Tiger nut butter is made from a tuberous plant called the yellow nutsedge, and it’s a Paleo-friendly option compared to more popular nut butters like peanut butter or nut butters with added sugar.
However, tiger nut butter isn’t suitable for low-carb diets like keto because of its total carb content (see table below).
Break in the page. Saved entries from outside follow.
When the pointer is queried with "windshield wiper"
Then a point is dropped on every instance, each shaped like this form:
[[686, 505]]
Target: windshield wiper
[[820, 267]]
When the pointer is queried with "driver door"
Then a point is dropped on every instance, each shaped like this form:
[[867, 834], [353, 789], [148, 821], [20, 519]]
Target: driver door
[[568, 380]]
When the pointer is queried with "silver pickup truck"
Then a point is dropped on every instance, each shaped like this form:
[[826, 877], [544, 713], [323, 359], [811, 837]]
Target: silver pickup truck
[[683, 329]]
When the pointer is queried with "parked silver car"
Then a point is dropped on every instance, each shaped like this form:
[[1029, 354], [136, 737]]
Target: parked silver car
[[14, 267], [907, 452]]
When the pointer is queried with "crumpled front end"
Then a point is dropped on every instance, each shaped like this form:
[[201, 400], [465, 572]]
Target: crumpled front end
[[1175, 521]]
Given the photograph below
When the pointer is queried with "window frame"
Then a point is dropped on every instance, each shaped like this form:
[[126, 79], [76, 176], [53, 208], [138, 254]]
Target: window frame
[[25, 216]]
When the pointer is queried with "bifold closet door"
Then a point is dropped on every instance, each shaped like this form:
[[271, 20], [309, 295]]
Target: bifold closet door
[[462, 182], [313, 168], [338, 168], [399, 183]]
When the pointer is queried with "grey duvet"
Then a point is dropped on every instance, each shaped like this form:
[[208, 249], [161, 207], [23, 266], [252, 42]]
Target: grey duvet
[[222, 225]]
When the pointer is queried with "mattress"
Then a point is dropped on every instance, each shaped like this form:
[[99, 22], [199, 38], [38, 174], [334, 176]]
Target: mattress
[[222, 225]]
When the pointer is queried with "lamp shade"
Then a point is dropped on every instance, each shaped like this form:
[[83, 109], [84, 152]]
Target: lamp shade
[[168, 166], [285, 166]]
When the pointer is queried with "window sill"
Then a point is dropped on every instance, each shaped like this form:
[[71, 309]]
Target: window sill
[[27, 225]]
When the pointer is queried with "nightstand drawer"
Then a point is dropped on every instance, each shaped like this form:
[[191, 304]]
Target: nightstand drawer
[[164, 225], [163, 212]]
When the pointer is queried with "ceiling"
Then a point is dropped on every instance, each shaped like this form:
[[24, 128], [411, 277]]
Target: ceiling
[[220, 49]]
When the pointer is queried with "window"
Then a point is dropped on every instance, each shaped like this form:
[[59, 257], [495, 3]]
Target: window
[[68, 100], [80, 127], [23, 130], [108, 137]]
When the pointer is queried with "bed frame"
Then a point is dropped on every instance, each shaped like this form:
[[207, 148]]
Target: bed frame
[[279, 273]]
Nutritional comparison of high-sugar nut butter
Serving size: 2 tbsp. | Calories | Total fat (saturated) | Total carbs | Net carbs (fiber) | Total sugars (incl. added) | Protein |
Nutella | 200 | 12 g (4 g) | 23 g | 22 g (1 g) | 21 g (19 g) | 2 g |
High-protein nut butter | 200 | 14 g (2.5 g) | 8 g | 5 g (3 g) | 5 g (4 g) | 10 g |
Granola butter | 170 | 12 g (4 g) | 14 g | 13 (1 g) | 4 g (4 g) | 3 g |
Reduced-fat peanut butter | 190 | 12 g (2.5 g) | 15 g | 13 g (2 g) | 4 g (3 g) | 7 g |
Soy nut butter | 200 | 15 g (3 g) | 8 g | 6 g (2 g) | 4 g (2 g) | 7 g |
Tiger nut butter | 180 | 13 g (5 g) | 14 g | 7 g (7 g) | 4 g (0 g) | 1 g |
FAQs:
Nut and seed butters which don’t contain added sugars aren’t likely to spike blood sugar levels because they’re generally low in carbohydrates and rich in protein, which helps promote stable blood sugar levels.
Nut butter that doesn’t contain added sugars isn’t likely to spike insulin levels because it isn’t generally high in carbs and is a good source of both protein and fat, which help delay the rise in blood sugar. When blood sugar levels rise more slowly, insulin levels aren’t likely to spike.